D'abord sur le fond : pour ce qui est du « rôle positif de la colonisation », cette question n'a pas de sens. Tout dépend de la définition qu'on a de « positif ». Je pense que le fait que la moitié de l'Afrique parle français c'est positif, mais c'est un jugement tout à fait personnel. Je pense que l'éxistence d'un Léopold-Sédar Senghor c'est positif, mais combien de ses compatriotes wolof furent-ils tuées par les français pour que lui et tant d'autres sans nom puissent aller à l'école française, et qui peut juger si l'un justifie l'autre? Moralement, politiquement et historiquement, ça n'a pas de sens.

Surtout, sur le débat posé par cet amendement: je suis pour.

Eh oui! Moi, le défenseur de la réctitude républicaine, des organes publics et de leurs fonctions, du bon droit, du domaine de la loi. C'est typiquement le genre d'aberrations législatives contre lesquelles je m'insurge. Et pourtant.

Premièrement, l'amendement en question n'est pas une simple proclamation, contrairement à la loi Taubira: il prescrit l'inscription de ce rôle positif dans les programmes de l'éducation nationale, et c'est là tout le noeud de la question.

Croit-on qu'avant le passage de cet amendement, les livres d'histoires de nos enfants étaient des édifices à la gloire de l'objectivité historique, où René Rémond et Pierre Nora se regardaient amoureusement dans le fond des yeux?

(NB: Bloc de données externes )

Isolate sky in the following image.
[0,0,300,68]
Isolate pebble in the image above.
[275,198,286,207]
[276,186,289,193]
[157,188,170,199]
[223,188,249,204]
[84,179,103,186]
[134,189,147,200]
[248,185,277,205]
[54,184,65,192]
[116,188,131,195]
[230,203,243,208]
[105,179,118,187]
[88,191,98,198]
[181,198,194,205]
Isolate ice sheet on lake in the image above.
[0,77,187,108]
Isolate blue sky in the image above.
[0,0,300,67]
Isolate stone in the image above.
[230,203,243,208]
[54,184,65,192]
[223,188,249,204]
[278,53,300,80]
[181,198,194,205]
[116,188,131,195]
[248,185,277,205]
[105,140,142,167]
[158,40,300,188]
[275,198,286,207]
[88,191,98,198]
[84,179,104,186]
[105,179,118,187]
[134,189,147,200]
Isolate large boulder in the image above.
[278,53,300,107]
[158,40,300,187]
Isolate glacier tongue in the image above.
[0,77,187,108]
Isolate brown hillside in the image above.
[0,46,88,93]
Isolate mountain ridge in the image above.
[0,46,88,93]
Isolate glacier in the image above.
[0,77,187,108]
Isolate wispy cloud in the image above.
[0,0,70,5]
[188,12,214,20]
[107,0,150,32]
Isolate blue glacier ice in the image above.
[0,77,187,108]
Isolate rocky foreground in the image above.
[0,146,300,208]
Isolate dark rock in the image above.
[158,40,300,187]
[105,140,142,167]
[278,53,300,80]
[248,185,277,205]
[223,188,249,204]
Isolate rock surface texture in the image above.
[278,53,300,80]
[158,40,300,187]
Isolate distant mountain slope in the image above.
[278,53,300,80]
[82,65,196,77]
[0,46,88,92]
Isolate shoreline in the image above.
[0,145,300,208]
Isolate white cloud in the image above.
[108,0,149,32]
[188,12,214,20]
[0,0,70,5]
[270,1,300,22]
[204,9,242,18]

Les programmes scolaires sont, depuis Mai 68 (au moins!), nettement à gauche, et ça ne fait pas de mal de réctifier le tir, même si c'est maladroitement fait ici.

De plus et surtout, notre Gouvernement a un ministre de l'éducation nationale. Pas de l'instruction publique ni des beaux-arts. Le but de l'école en France n'est pas seulement d'apprendre à lire, à écrire, et à trouver un boulot, c'est aussi de fabriquer du citoyen. Et on ne fabrique pas du citoyen avec de la commisération et de l'auto-flaggellation. Il faut que nos livres d'école rendent nos enfants fiers d'être Français! Il nous faut du Charlemagne à la barbe fleurie, du Saint-Louis rendant la justice sous un chêne, une frise d'images d'Epinal jusqu'à François Mitterrand et Helmut Kohl se tenant la main à Verdun!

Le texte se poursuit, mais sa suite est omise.